Wii Motion Plus or Minus — Wii Motion Plus is definitely a far cry from the original Wii Remote. However, while the one-to-one with Link’s sword and the rest of his items works beautifully, the Motion Plus will fail you on occasion. This mostly happens during optional sub-quests and trials where items with weaker motion controls (like your musical instrument) are put to the test, however, so these snafus don’t affect gameplay often. There will, however, inevitably be the time when you’re trying desperately to stab a boss’s eyeball(s) and Link takes out his shield or swats an armor-clad leg instead.
The NeverEnding Stooooryyyyyy! — While I love a long game, I have to acknowledge that Skyward is pushing it. While the plot is expertly crafted (there are three acts just as there are three of many elements in the game [mirroring the Triforce]), it begins to turn into a bit of a comedy act later on as Link is put through test after test to prove that yes, he definitely is the hero of legend. I was still entertained and the finale definitely delivered, but there is a chance that your “Cool! There’s more!” may turn into “Oh yay… There’s more.”
The NeverStarting Stoooor—You Get It — I mentioned it before, but a warning is in order; this game’s exposition is unnecessarily long and very slow-going.

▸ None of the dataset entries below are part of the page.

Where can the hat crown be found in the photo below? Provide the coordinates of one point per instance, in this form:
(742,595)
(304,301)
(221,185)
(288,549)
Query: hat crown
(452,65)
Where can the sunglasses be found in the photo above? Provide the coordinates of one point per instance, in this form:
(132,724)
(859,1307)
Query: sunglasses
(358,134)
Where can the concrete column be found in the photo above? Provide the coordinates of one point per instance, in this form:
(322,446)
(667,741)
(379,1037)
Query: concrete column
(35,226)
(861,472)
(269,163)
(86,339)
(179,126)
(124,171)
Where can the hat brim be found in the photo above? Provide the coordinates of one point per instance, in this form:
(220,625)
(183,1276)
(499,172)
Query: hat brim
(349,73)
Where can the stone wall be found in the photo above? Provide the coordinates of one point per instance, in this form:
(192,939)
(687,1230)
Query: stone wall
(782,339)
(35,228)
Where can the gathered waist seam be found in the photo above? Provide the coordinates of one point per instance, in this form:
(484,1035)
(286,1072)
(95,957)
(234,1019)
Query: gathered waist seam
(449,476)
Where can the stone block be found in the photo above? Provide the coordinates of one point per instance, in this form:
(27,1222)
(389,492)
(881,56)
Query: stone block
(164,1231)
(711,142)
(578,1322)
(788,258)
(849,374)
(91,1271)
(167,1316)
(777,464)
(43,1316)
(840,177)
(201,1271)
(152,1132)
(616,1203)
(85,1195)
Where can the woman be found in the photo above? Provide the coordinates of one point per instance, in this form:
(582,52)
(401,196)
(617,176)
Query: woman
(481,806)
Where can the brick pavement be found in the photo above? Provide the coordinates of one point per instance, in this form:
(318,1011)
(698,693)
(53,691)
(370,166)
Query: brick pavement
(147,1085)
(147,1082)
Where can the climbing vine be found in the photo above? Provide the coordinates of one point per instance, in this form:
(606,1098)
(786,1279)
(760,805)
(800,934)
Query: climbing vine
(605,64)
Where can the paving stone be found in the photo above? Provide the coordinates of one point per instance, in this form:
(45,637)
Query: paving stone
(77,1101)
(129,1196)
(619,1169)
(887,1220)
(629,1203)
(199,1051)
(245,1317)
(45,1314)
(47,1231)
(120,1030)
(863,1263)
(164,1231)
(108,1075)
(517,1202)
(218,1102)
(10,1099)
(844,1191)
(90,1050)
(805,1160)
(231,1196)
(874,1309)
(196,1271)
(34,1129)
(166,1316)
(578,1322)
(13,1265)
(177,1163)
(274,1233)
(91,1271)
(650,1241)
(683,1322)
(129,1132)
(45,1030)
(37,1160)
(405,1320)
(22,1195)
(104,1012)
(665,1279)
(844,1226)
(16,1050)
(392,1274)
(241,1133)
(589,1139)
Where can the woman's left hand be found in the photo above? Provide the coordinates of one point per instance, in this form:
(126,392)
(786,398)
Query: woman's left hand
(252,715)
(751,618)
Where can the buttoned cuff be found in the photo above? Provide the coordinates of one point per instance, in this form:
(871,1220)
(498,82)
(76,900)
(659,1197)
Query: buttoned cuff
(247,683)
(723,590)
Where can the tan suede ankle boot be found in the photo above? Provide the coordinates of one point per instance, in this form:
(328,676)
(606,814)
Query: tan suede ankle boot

Just expect it and hang in there if you decide to buy Skyward—the other 99% of the game will keep you captivated.
Where the Hell Is My Happy Mask Salesman!? — This is definitely a series fan complaint, but only the tiniest bit of Zelda’s particular brand of creepy made it into Skyward Sword. Maybe I’m weird for missing ReDeads and almost all of the previous games’ major focus on graveyards, but, hey, I do. That weird creepiness is what made Majora’s Mask awesome!
For four years, my Wii has been a pretty brick that sits next to my 360.
For four years, I looked at it and shook my head, wondering why I went through so much trouble to get it.
For four years, I hated Nintendo for failing to give me the gaming experience they promised me.
For four years, I worried that The Legend of Zelda would never be more than a series of Ocarina of Time pseudo-remakes.
Now, if only from this one purchase, I feel completely justified in buying my Wii and I hope that Nintendo continues making hardcore games just like Skyward Sword.
Although, hey, even if they don’t, at least Skyward Sword has a plus game.
Buy It — Unless you absolutely need Link to have a scar, a beard, and be a hardcore space marine, you’ll really enjoy this game!